Hi!
I am currently playing with different contrast coding strategies in R - especially in DESeq2.
As part of that, I was producing the same DGE analysis using two different contrast coding strategies: (1) using the what is called simplest case for contrasts in the DESeq2::results()
help file, and (2) using what is called the most general case.
While I was expecting identical results, I saw a minor fraction of genes with differences.
These differences are in four columns of the results output: (1) log2FoldChange, (2) stat, (3) pvalue, and (4) padj.
Does anyone know why this is the case?
For now, I am skipping the original code part for this example, since it is a rather long script. And again: splitting point of the two different outputs is the DESeq2::results()
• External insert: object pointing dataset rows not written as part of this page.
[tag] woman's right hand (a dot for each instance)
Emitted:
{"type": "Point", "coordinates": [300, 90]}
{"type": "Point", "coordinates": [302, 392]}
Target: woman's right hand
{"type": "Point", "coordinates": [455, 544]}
function, supplying different contrast codings. So based on the fact that more than 17,200 genes are completely identical between the two outputs, I am rather certain that there is no coding issue.
But I am happy to expand on the coding part - of course.
I did attach an image of the genes (again, out of more than 17,200 genes) which will show the genes with differences. I hope the columns are self-explanatory.
_general
columns refer to the most general case; _DESeq2-specific
columns refer to the contrast coding using the c(factor, numerator, denominator)
style.
EDIT OF POST: ADDITION OF CODE
As mentioned in the original post above, the splitting point into the two different outputs is the DESeq2::results()
.
model_formula <- stats::formula(
x = ~ 1 + donor_id + treatment
)
model_matrix <- stats::model.matrix(
object = model_formula,
data = SummarizedExperiment::colData(x = dds)
)
DESeq2::design(object = dds) <- model_formula
dds_estimate_size_factors <- DESeq2::estimateSizeFactors(
object = dds
)
dds_estimate_dispersions <- DESeq2::estimateDispersions(
object = dds_estimate_size_factors
)
dds_nbinom_wald_test <- DESeq2::nbinomWaldTest(
object = dds_estimate_dispersions
)
model_contrasts <- limma::makeContrasts(
treatment_A_effect =
treatment_A,
levels = model_matrix
)
dds_res_1 <- DESeq2::results(
object = dds_nbinom_wald_test,
contrast = model_contrasts,
lfcThreshold = params$lfc_threshold_stats,
altHypothesis = "greaterAbs",
independentFiltering = TRUE,
alpha = 0.1,
pAdjustMethod = "BH",
format = "DataFrame",
tidy = TRUE
)
tmp_contrasts <- base::list(
treatment_A_effect = c("treatment", "A", "B")
dds_res_2 <- DESeq2::results(
object = dds_nbinom_wald_test,
contrast = tmp_contrasts,
lfcThreshold = params$lfc_threshold_stats,
altHypothesis = "greaterAbs",
independentFiltering = TRUE,
alpha = 0.1,
pAdjustMethod = "BH",
format = "DataFrame",
tidy = TRUE
)
)
The result of this code are two tables das_res_1
and dds_res_2
, where 17,293 genes are completely identical in terms of their log2FC, p-values etc, and 12 genes are not. This is shown in the image of this post. I did not show the code for making the data frame shown in the image, but this was basic re-arranging the columns using tidyr.
BTW: Treatment "B" is the reference level in the model.
I hope the code addition helps!
Thanks much everybody!!
You should add code to explain what you did rather than just text. Right now it is basically irreproducible.
Sure... as mentioned, I can add the code.
I will edit the original post.
Best, Ben
Okay... Code is added now. Let me know if you have any other questions regarding the code.